Prefix Discrepancy, Smoothed Analysis, and Combinatorial Vector Balancing

A well-known result of Banaszczyk in discrepancy theory concerns the prefix discrepancy problem (also known as the signed series problem): given a sequence of $T$ unit vectors in $\mathbb{R}^d$, find $\pm$ signs for each of them such that the signed sum vector along any prefix has a small $\ell_\infty$-norm? This problem is central to proving upper bounds for the Steinitz problem, and the popular Koml\'os problem is a special case where one is only concerned with the final signed sum vector instead of all prefixes. Banaszczyk gave an $O(\sqrt{\log d+ \log T})$ bound for the prefix discrepancy problem.
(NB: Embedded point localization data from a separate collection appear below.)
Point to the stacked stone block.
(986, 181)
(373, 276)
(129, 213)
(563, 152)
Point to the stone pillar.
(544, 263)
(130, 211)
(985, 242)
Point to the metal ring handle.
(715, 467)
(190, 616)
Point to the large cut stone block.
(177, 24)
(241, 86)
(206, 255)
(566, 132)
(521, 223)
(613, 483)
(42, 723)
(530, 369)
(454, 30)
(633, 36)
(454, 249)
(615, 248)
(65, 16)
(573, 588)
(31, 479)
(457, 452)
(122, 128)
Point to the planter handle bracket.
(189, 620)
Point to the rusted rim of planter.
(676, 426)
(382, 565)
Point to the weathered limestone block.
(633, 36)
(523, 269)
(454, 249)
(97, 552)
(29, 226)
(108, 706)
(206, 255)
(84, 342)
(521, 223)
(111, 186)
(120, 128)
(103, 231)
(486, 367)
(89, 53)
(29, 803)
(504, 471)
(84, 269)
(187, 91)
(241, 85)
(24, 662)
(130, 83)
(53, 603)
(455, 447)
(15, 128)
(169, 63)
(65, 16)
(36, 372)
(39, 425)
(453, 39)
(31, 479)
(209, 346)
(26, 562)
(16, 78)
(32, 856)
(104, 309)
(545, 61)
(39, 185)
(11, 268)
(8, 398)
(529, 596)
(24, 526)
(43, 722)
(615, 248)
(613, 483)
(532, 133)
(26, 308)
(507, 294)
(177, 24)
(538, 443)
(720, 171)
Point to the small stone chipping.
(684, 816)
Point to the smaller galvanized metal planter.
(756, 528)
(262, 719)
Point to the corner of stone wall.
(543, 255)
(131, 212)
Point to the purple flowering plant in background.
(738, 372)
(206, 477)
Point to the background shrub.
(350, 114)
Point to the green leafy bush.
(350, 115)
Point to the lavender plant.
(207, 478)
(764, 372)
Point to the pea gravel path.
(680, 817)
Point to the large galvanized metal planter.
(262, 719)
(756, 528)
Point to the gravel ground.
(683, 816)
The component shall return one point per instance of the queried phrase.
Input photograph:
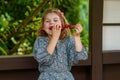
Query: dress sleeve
(75, 56)
(40, 52)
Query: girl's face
(51, 20)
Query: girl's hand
(78, 30)
(56, 31)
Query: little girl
(55, 49)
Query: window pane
(111, 12)
(111, 38)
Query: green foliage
(20, 19)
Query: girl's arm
(78, 43)
(53, 39)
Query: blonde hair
(64, 33)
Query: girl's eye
(55, 20)
(47, 21)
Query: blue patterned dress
(58, 65)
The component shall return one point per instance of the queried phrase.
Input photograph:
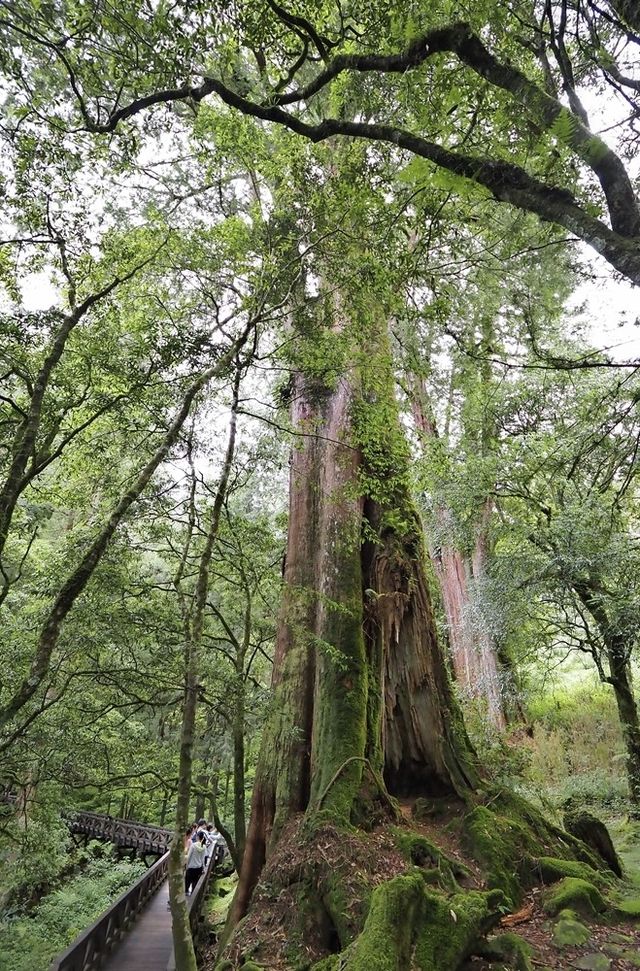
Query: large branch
(27, 433)
(550, 113)
(80, 576)
(506, 182)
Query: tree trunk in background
(473, 652)
(620, 676)
(618, 657)
(238, 731)
(358, 673)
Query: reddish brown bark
(358, 672)
(473, 653)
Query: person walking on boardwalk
(195, 862)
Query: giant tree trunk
(474, 654)
(359, 683)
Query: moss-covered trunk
(360, 683)
(620, 676)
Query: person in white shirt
(195, 862)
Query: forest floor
(611, 946)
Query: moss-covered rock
(511, 950)
(439, 868)
(551, 870)
(568, 931)
(572, 893)
(592, 962)
(409, 925)
(628, 908)
(503, 847)
(592, 831)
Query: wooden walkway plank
(148, 945)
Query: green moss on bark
(409, 925)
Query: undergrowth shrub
(30, 941)
(577, 749)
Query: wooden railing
(89, 950)
(122, 832)
(194, 906)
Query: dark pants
(191, 877)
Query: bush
(30, 942)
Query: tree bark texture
(360, 683)
(473, 653)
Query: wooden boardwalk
(148, 945)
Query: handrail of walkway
(89, 949)
(194, 906)
(123, 832)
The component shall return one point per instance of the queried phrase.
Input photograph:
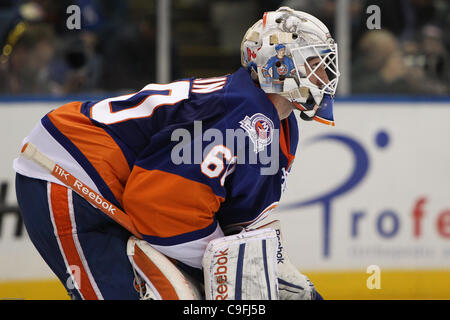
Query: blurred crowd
(115, 48)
We investigate the tightness of Banaszczyk's bound and consider natural generalizations of prefix discrepancy: We first consider a smoothed analysis setting, where a small amount of additive noise perturbs the input vectors. We show an exponential improvement in $T$ compared to Banaszczyk's bound. Using a primal-dual approach and a careful chaining argument, we show that one can achieve a bound of $O(\sqrt{\log d+ \log\!\log T})$ with high probability in the smoothed setting. Moreover, this smoothed analysis bound is the best possible without further improvement on Banaszczyk's bound in the worst case. We also introduce a generalization of the prefix discrepancy problem where the discrepancy constraints correspond to paths on a DAG on $T$ vertices. We show that an analog of Banaszczyk's $O(\sqrt{\log d+ \log T})$ bound continues to hold in this setting for adversarially given unit vectors and that the $\sqrt{\log T}$ factor is unavoidable for DAGs. We also show that the dependence on $T$ cannot be improved significantly in the smoothed case for DAGs. We conclude by exploring a more general notion of vector balancing, which we call combinatorial vector balancing. We obtain near-optimal bounds in this setting, up to poly-logarithmic factors.